Despite existing a huge amount of Web browsers available in the market, my adaptation engine should indentify them according to their segment, such as desktop browsers, mobile browsers, etc. But, thanks to HTTP's loose user agent rule, putting browsers correctly on their segment is really hard (read: cumbersome, error prone, nearly impossible).

Here's a quick sample of user agent strings from miscellaneous browsers, taken from a huge list found elsewhere:


  • Internet Explorer 7: Mozilla/4.0 (compatible; MSIE 7.0; Windows NT 5.2; WOW64; .NET CLR 2.0.50727)

  • Firefox 2.0: Mozilla/5.0 (Windows; U; Windows NT 5.0; en-GB; rv:1.8.1) Gecko/20060918 Firefox/2.0

  • Sony Ericsson K610i builtin Web browser: SonyEricssonK610i/R1CB Browser/NetFront/3.3 Profile/MIDP-2.0
    Configuration/CLDC-1.1 UP.Link/6.2.3.15.0

  • Pocket PC Internet Explorer: Mozilla/4.0 (compatible; MSIE 4.01; Windows CE; PPC; 240x320)



Once again, pragmatics tell me that tailoring the Web towards each single device is unfeasible. Hence, it should be possible to define different segments and associate each User Agent string to the appropriate segment, through a set of heuristics. Even when WURFL, UAProf, or even more recent work from W3C's Mobile Web Initiative Device Description Working Group becomes widespread, segmenting the Web end-points - browsers - into a treatable set of characteristics will continue to be useful.

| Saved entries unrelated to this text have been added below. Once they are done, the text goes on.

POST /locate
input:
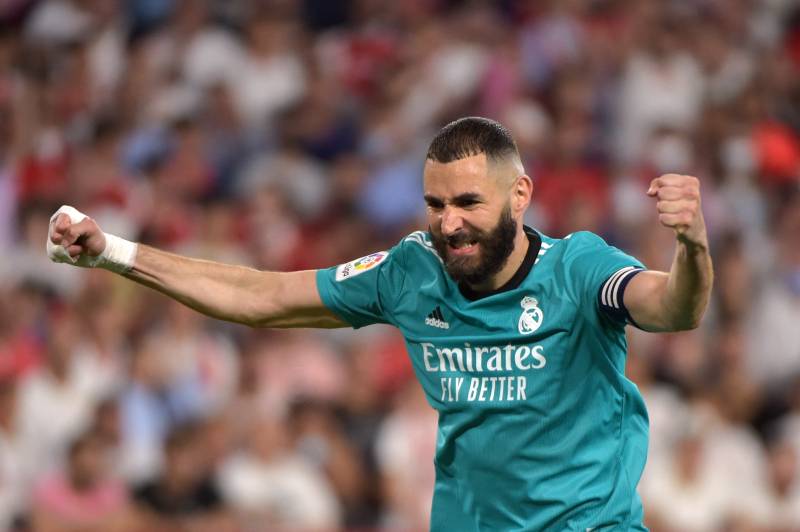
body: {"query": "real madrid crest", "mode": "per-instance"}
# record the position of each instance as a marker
(531, 317)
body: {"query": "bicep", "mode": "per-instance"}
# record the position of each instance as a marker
(295, 303)
(644, 299)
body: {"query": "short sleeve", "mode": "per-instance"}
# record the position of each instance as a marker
(363, 291)
(602, 272)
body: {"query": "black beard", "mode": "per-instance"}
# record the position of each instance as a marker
(495, 246)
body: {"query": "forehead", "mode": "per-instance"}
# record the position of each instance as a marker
(470, 174)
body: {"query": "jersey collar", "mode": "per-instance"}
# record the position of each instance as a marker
(520, 275)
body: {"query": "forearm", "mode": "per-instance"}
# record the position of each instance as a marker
(221, 291)
(688, 288)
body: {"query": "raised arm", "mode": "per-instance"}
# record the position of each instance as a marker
(232, 293)
(675, 301)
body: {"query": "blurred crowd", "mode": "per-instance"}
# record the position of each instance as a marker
(291, 134)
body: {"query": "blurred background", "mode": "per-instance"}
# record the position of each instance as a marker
(291, 134)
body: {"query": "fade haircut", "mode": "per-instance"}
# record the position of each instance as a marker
(470, 136)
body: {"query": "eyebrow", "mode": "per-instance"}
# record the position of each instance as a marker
(467, 197)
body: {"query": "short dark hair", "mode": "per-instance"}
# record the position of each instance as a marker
(470, 136)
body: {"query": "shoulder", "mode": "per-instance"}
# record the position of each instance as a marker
(570, 245)
(419, 247)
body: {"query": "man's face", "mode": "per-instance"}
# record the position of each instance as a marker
(470, 218)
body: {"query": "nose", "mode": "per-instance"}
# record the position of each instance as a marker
(452, 221)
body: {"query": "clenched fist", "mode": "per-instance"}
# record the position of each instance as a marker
(76, 239)
(76, 235)
(679, 206)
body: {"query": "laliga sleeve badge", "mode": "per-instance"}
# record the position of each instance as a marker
(359, 266)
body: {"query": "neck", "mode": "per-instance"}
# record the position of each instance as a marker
(511, 266)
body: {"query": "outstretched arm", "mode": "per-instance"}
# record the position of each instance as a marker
(232, 293)
(675, 301)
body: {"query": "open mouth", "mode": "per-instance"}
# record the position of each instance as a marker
(463, 248)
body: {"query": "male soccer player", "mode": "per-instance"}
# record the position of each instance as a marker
(517, 338)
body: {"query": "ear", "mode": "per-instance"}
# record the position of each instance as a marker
(521, 194)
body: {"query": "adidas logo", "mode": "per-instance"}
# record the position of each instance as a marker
(436, 319)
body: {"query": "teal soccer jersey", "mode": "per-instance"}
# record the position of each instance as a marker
(539, 429)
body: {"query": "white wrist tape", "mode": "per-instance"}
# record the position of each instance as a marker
(118, 256)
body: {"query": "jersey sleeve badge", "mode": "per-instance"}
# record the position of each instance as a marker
(359, 266)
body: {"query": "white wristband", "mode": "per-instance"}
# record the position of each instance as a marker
(118, 256)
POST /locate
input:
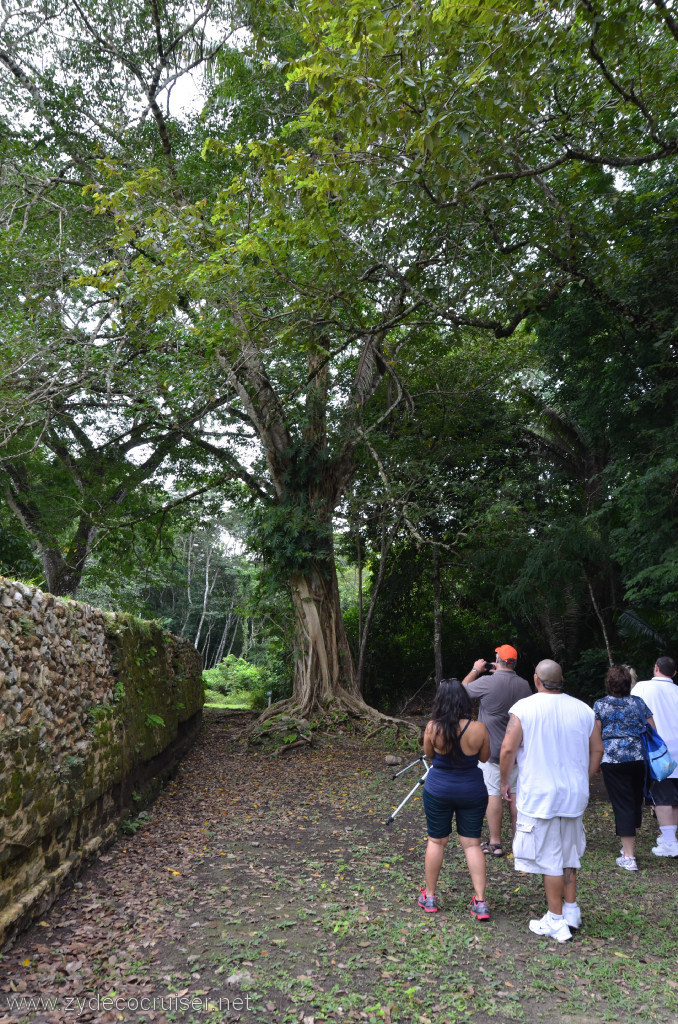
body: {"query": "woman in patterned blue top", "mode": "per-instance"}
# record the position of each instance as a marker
(621, 720)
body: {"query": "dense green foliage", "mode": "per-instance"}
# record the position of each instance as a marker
(407, 285)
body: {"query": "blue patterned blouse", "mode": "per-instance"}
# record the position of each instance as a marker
(623, 720)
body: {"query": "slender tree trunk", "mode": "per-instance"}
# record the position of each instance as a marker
(224, 635)
(64, 574)
(359, 588)
(386, 545)
(437, 614)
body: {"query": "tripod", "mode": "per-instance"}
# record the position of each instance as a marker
(420, 760)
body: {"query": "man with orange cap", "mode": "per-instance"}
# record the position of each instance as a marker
(498, 687)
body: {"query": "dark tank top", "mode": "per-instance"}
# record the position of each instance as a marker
(465, 761)
(447, 776)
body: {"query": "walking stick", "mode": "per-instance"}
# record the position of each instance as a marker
(420, 760)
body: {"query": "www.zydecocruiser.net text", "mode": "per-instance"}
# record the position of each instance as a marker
(77, 1005)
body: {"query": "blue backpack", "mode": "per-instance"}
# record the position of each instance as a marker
(658, 758)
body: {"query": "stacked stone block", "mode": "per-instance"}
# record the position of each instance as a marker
(90, 704)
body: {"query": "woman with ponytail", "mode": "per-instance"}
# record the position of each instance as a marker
(455, 786)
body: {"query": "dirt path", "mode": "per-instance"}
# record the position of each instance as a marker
(268, 890)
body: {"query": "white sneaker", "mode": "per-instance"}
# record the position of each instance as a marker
(573, 915)
(664, 849)
(557, 930)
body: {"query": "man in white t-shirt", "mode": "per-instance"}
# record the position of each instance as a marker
(552, 737)
(661, 695)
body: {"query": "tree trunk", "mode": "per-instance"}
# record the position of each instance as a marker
(64, 574)
(324, 669)
(437, 615)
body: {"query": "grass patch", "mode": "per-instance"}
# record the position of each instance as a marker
(243, 700)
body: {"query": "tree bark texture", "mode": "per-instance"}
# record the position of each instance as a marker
(324, 669)
(437, 614)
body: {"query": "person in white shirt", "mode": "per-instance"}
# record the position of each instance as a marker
(552, 736)
(661, 695)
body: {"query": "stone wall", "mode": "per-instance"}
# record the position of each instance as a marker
(95, 710)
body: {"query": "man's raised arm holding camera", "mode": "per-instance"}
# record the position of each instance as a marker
(498, 687)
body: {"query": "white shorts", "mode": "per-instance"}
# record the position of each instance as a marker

Going back to the User Agent strings mumbo jumbo, my initial proposal relates to distinguish between the mobile and desktop landscapes, and it goes something like this (beware - pseudo-code algorithm):

function user_agent_segment(string ua_str)
{
switch (ua_str)
{
case /MSIE/ except /PPC|PocketPC|Windows CE/:
case /Gecko/:
case /KHTML/:
case /Opera/ except /Mini|Mobile|Wii/:
return DESKTOP;
default:
return MOBILE;
}
}


The simple, yet crucial, aspect of this algorithm relates to detecting desktop browsers at first, since the (useful) desktop browser landscape is narrower (in comparison to the wildwest style huge range of User Agents on mobile phones). From there, one may just detect specific substrings.

If your keen on this topic, please feel free to implement, test, extend, and improve the algorithm. My (mid-term) goal lies on expanding it in order to detect and diferentiate mobile phones, ultra mobile PCs, and desktop environments (at least). Also, it could be somewhat interesting to extrapolate input mechanisms (i.e., modalities) available - e.g., if a mobile phone is detected, we may infer a numeric pad (and possibly arrow/cursor keys) as the available input modality. This way, navigation on a Web site may be tweaked in order to facilitate user interaction, thus leveraging the user's experience and increasing one's satisfaction.